Focus on your highest trafficked and most visible pages first, i.e.: those linked from the homepage or main menu. Google’s John Mueller confirmed recently that if the important pages on your website are low quality, it’s bad news for the entire site. There’s no percentage by which this is measured, he said, urging content marketers and SEOs to instead think of what the average user would think when they visit your website.

Take advantage of location-based content optimization opportunities

Consumers crave personalized experiences, and location is your low-hanging fruit. Seasonal weather trends, local events, and holidays all impact your search traffic in various ways and present opportunities for location-based optimization.

AI-assisted technology can help you discover these opportunities and evaluate topical keywords at scale so you can plan content campaigns and promotions that tap into this increased demand when it’s happening.

Make the best possible use of content created for locally relevant campaigns by repurposing and promoting it across your website, local landing pages, social media profiles, and Google Business Profiles for each location. Google Posts, for example, are a fantastic and underutilized tool for enhancing your content’s visibility and interactivity right on the search results page.

Optimize content with conversational & high-volume keywords

Look for conversational and trending terms in your keyword research, too. Top-of-funnel keywords that help generate awareness of the topic and spur conversations in social channels offer great opportunities for promotion. Use hashtags organically and target them in paid content promotion campaigns to dramatically expand your audience.

Conversational keywords are a good opportunity for enhancing that content’s visibility in search, too. Check out the ‘People Also Ask’ results and other featured snippets available on the search results page (SERP) for your keyword terms. Incorporate questions and answers in your content to naturally optimize for these and voice search queries.


It’s important that you utilize SEO insights and real-time data correctly; you don’t want to be targeting what was trending last month and is already over. AI is a great assist here, as well, as an intelligent tool can be scanning and analyzing constantly, sending recommendations for new content opportunities as they arise.

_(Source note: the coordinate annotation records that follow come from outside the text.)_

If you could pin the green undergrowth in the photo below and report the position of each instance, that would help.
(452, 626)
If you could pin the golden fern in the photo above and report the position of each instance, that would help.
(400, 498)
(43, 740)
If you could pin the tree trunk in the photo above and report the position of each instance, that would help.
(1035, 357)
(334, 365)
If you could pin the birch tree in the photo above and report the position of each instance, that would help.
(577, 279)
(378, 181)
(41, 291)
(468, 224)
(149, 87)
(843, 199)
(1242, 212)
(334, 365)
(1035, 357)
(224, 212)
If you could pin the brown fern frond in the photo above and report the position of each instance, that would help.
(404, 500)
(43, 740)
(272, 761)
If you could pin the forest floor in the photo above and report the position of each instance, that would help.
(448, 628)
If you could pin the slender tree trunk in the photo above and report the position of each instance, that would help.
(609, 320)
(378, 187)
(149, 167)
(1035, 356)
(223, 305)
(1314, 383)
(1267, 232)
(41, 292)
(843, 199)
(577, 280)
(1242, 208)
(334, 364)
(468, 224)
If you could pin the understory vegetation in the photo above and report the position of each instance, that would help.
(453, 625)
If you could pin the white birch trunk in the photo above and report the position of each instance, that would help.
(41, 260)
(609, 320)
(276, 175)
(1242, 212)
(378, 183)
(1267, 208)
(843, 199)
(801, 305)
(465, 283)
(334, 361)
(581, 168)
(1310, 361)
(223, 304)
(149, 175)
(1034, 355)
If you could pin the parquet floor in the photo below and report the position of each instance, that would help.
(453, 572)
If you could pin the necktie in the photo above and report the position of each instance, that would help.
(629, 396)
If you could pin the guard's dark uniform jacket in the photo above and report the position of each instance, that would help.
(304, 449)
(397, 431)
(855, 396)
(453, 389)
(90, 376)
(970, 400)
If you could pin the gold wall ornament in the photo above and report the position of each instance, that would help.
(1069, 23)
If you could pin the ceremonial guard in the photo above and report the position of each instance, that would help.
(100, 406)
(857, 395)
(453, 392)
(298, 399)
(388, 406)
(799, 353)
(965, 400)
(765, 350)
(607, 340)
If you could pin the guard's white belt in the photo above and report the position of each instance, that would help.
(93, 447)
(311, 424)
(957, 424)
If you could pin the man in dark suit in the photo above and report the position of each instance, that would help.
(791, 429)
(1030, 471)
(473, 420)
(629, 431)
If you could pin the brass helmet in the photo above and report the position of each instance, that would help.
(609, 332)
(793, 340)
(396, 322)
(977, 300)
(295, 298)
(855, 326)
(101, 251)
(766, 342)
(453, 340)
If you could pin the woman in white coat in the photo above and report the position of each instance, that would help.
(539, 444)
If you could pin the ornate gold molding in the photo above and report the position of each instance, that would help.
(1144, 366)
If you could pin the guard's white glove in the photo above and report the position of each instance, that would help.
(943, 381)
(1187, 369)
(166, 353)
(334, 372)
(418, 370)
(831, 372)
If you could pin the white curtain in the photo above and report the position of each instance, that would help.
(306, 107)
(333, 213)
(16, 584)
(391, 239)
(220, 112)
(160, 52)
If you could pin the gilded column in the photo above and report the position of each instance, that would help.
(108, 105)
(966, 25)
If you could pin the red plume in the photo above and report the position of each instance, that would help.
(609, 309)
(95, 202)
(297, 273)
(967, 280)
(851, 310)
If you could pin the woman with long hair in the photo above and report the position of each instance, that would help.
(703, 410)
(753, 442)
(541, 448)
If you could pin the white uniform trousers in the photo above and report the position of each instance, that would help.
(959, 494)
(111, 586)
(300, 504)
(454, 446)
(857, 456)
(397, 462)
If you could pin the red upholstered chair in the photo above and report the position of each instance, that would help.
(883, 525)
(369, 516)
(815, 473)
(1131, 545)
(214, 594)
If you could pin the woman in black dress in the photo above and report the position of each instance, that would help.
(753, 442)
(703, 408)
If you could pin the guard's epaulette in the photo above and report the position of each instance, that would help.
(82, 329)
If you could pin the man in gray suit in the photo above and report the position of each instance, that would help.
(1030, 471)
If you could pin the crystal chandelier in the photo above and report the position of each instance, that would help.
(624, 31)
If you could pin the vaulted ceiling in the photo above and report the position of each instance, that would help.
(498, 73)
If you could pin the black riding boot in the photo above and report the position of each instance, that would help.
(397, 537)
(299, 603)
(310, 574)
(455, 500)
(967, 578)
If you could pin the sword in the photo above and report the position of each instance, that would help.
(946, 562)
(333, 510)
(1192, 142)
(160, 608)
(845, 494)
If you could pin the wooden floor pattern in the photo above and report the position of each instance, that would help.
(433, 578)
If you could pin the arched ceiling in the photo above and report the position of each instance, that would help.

Consider how you optimize content based on intent and experience

The best content comes from a deep, meaningful understanding of the searcher’s intent. What problem were they experiencing or what need did they have that caused them to seek out your content in the first place? And how does your blog post, ebook, or landing page copy enhance their experience?

Look at the search results page as a doorway to your “home”. How’s your curb appeal? What do potential customers see when they encounter one of your pages in search results? What kind of experience do you offer when they step over the threshold and click through to your website?

The best content meets visitors where they are at with relevant, high-quality information presented in a way that is accessible, fast loading, and easy to digest. This is the case for both short and long form SEO content. Ensure your content contains calls to action designed to give people options and help them discover the next step in their journey versus attempting to sell them on something they may not be ready for yet.

2023, the year of SEO: why brands are leaning in and how to prepare


The audience is king, queen, and the entire court as we head into 2023. SEO and content marketing give you countless opportunities to connect with these people but remember they are a means to an end. Keep searcher intent and audience needs at the heart of every piece of content you create and campaign you plan for the coming year.